Luigi Naldi, MD
Centro Studi GISED
Coronavirus Disease 2019 (COVID‐19)‐Associated Hospitalization and Mortality in Patients with Psoriasis: A Population‐Based Study. Khalaf Kridin, Yochai Schonmann, Dana Tzur Bitan et al. American Journal of Clinical Dermatology https://doi.org/10.1007/s40257-021-00605-8
The safety of treatment for immune-mediated diseases like psoriasis during the COVID-19 pandemic is a matter of concern. In an Israeli population-based nested case-control study using the Clalit Health Services database, 3,151 patients with psoriasis that tested positive for SARS-CoV-2 infection were identified. Of these, 332 (10.5%) were hospitalized due to COVID-19, with 51 (1.6%) dying of the disease. The adjusted odds ratio (OR) for hospitalization from COVID-19 in oral methotrexate users (n. 44) was 2.30 (95% CI, 1.11-4.78), while biologic drug users (n. 74) had an OR of 0.75 (95% CI, 0.32- 1.73). No association was documented for COVID-19 mortality. Older age, comorbid cardiovascular diseases, metabolic syndrome, chronic obstructive pulmonary disease, and chronic renal failure independently predicted COVID-19-associated hospitalization and mortality. These results are at variance with data from other studies, such as a population-based Danish study (Nørgård BM et al. Br J Clin Pharmacol. 2021;87:2111–2120) showing, in multivariate analysis, no increased risk of hospitalization for COVID-19 in patients treated with methotrexate (n = 17,977), anti-TNF-α agents (n = 17,857), and anti-interleukin therapeutic agents (n = 3744), compared to the rest of the Danish population.

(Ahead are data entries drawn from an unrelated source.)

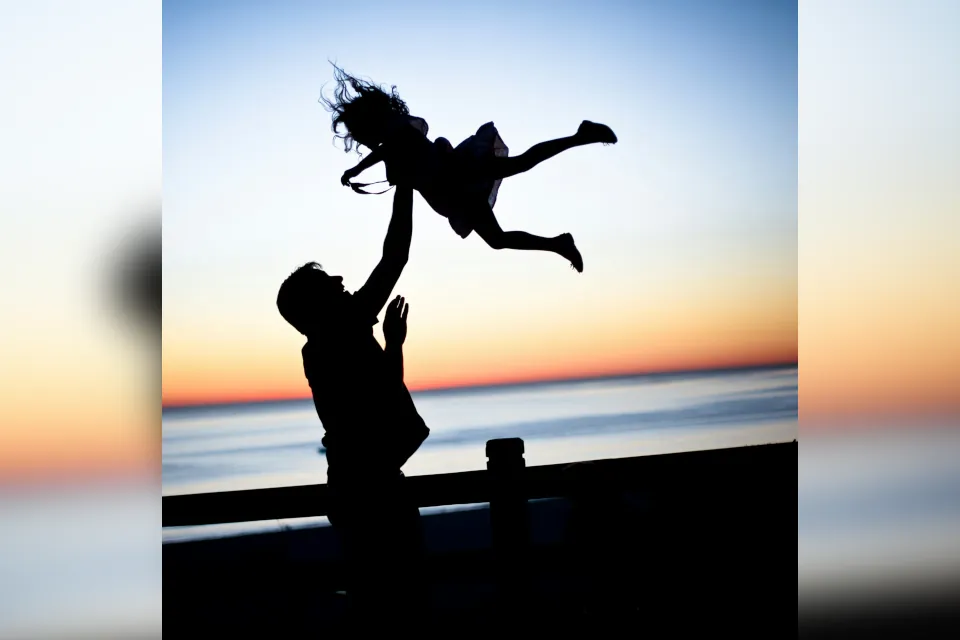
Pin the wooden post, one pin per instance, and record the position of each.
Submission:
(509, 519)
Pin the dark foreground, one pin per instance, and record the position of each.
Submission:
(709, 552)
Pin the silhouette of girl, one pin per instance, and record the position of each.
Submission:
(460, 183)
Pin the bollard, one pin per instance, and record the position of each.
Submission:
(509, 518)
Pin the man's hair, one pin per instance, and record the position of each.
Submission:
(295, 300)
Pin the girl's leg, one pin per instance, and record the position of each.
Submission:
(588, 133)
(486, 225)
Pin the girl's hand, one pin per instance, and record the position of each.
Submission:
(395, 322)
(348, 175)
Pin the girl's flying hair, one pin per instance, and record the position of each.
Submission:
(369, 107)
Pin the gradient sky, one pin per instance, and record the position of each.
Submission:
(688, 227)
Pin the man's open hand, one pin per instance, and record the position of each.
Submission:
(395, 321)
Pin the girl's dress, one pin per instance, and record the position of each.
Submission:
(453, 182)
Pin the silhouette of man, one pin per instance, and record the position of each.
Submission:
(371, 424)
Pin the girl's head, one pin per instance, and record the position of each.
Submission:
(365, 114)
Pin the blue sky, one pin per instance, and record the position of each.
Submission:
(694, 210)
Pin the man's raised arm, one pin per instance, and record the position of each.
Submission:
(375, 292)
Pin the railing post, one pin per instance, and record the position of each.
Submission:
(509, 519)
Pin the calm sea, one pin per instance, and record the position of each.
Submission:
(221, 448)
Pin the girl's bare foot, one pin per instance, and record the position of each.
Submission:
(595, 132)
(568, 249)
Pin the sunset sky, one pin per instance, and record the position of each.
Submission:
(688, 226)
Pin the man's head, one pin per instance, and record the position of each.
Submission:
(308, 296)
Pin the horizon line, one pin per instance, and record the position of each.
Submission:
(471, 388)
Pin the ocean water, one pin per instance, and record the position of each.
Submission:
(223, 448)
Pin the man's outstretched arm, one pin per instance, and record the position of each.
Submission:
(396, 249)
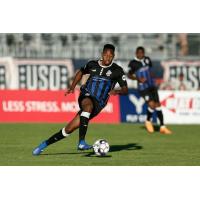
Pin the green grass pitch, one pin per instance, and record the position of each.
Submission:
(130, 145)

It is unclear if methotrexate, by means different from oral intake, was considered in the Israeli study. Moreover, the restriction of the Israeli study to SARS-CoV-2 infected patients does not allow evaluation of the rate of infection in different treatment groups. Among SARS-CoV-2 infected patients, more patients were treated with biologics than by methotrexate. I wonder if these proportions reflect the proportion of drug use in the underlying psoriasis population at large. Finally, the exposure to drugs in clinical practice is not a random process, and variables affecting prescription may also be linked to specific outcomes of interest. For example, socioeconomic factors may be related to both methotrexate prescription and COVID-19 outcome.
Methotrexate is a popular and long-used drug in psoriasis treatment. In systematic reviews, methotrexate has not been previously shown to increase the risk of severe infections and viral infections in psoriasis (J Clin Med. 2019; 8:15). Interestingly, methotrexate induces the generation of adenosine, which has been shown to inhibit lung inflammation in experimental models and to mitigate the expression of angiotensin-converting enzyme 2 (ACE2) in epithelial cells. There are reports of patients treated with methotrexate who remained healthy despite prolonged, close contact to SARS-CoV-2- infected individuals (Schälter et al. Arthritis Res Ther 2021, 23:166). On the other hand, methotrexate may not inhibit the hyper-inflammatory response in infected patients.
All in all, the impact of methotrexate exposure during the COVID-19 pandemic remains to be precisely defined. At this stage, in my opinion, no modifications in the management strategies are advisable, while intensive surveillance and structured data collection are advocated.